At this point, you should have an approximate Dask pool spec and number of workers.

Add-on step: Setup automatic retry if in pipeline mode. Sometimes pipelines error out when spinning up nodes, or HTTP error, canceled error. These can be fixed by retrying.

Worker freeze policies

Below are the defaults for worker memory limits and actions to avoid memory blowup.

distributed:
worker:
memory:
target: 0.60 # target fraction to stay below
spill: 0.70 # fraction at which we spill to disk
pause: 0.80 # fraction at which we pause worker threads
terminate: 0.95 # fraction at which we terminate the worker

Examples

Pandas to Dask.dataframe

Below are some common examples of converting pandas operations to dask-friendly code.

Column to_datetime

# pandas to_datetime
import pandas as pd
df1['date'] = pd.to_datetime(df1['date'])

# dask to_datetime
from dask import dataframe as dd
df1['date'] = dd.to_datetime(df1['date'])

Dataframe groupby

# pandas groupby
df_metrics = df_metrics.groupby(pd.Grouper(timeframe='1day',
closed='right',label='right')
).agg({'id':pd.Series.nunique,
'num_entries':'sum',
'total_runs':'sum')
# dask is exactly the same 
df_metrics = df_metrics.groupby(pd.Grouper(timeframe='1day',
closed='right',label='right')
).agg({'id':pd.Series.nunique,
'num_entries':'sum',
'total_runs':'sum')

Get dummies

The following example features a more complicated groupby; get_dummies will explode in dimension with large amount of data (i.e. possibly explode the data into many columns)

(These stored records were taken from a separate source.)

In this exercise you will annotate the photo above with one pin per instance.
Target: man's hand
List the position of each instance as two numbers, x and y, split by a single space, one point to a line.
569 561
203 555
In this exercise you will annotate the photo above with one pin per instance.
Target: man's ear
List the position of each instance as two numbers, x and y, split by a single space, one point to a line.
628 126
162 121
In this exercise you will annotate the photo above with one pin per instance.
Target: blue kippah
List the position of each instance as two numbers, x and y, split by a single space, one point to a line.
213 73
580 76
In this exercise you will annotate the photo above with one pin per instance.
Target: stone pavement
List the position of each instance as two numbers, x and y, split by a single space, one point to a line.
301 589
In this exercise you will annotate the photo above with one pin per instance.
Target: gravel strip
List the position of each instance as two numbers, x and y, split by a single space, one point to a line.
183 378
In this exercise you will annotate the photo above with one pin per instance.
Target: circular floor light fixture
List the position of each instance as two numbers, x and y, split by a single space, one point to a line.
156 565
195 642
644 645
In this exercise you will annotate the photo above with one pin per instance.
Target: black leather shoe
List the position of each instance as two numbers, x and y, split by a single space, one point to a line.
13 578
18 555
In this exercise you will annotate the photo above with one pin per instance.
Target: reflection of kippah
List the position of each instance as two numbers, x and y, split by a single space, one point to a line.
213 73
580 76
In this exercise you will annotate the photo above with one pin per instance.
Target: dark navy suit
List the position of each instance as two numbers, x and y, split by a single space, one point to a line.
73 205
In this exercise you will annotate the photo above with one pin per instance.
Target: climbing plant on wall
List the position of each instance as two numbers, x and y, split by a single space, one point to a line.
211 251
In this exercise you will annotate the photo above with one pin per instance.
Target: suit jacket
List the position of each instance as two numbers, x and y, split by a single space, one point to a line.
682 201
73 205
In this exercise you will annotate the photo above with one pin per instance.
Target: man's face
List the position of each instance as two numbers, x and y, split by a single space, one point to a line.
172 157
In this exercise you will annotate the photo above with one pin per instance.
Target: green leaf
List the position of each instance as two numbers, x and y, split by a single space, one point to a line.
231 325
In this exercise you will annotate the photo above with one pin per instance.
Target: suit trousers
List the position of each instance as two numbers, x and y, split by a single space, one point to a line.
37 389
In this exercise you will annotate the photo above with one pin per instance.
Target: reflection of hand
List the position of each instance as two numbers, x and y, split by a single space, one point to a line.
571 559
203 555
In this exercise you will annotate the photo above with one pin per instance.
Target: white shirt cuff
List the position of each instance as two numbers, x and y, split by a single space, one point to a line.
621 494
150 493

# pandas version do dummies first then groupby time interval to get aggrgation per time interval
dfr= pd.get_dummies(df,['col_a','col_b','col_c'])
dfr = dfr.merge(df['date'],right_index=True,left_index=True)
dfr = dfr.sort_values(by='date')
dfr = dfr.groupby(pd.Grouper(timeframe='1day',closed='right',label='right')).sum()
# dask version do value counts instead of getting dummies, and do pivot after groupby
def agg_func(df: pd.DataFrame, timeframe: str, ts_col: str, sec_id: str, target_col:str) -> pd.DataFrame:
"""
function that group data by required timeframe for one target column
df: dataframe to be aggregated
timeframe: aggregation timeframe
ts_col: column name of the index
sec_id: column name of a secondary id
target_col: target column name for processing e.g. col_a
"""
df = df.groupby([sec_id, ts_col,target_col]).size().reset_index().set_index(ts_col)
df.columns = [sec_id, target_col,'count']
df_agg = df.groupby(pd.Grouper(timeframe=timeframe, closed='right', label='right')).apply(
lambda x: x.groupby(target_col).agg({'count': 'sum'})).reset_index()
return df_agg


meta_df = agg_func(df.head(10), timeframe, ts_col, sec_id, target_col).dtypes.to_dict()
df = df.map_partitions(agg_func, timeframe, ts_col, sec_id, target_col, meta = meta_df)
df.columns = [ts_col, target_col, 'count']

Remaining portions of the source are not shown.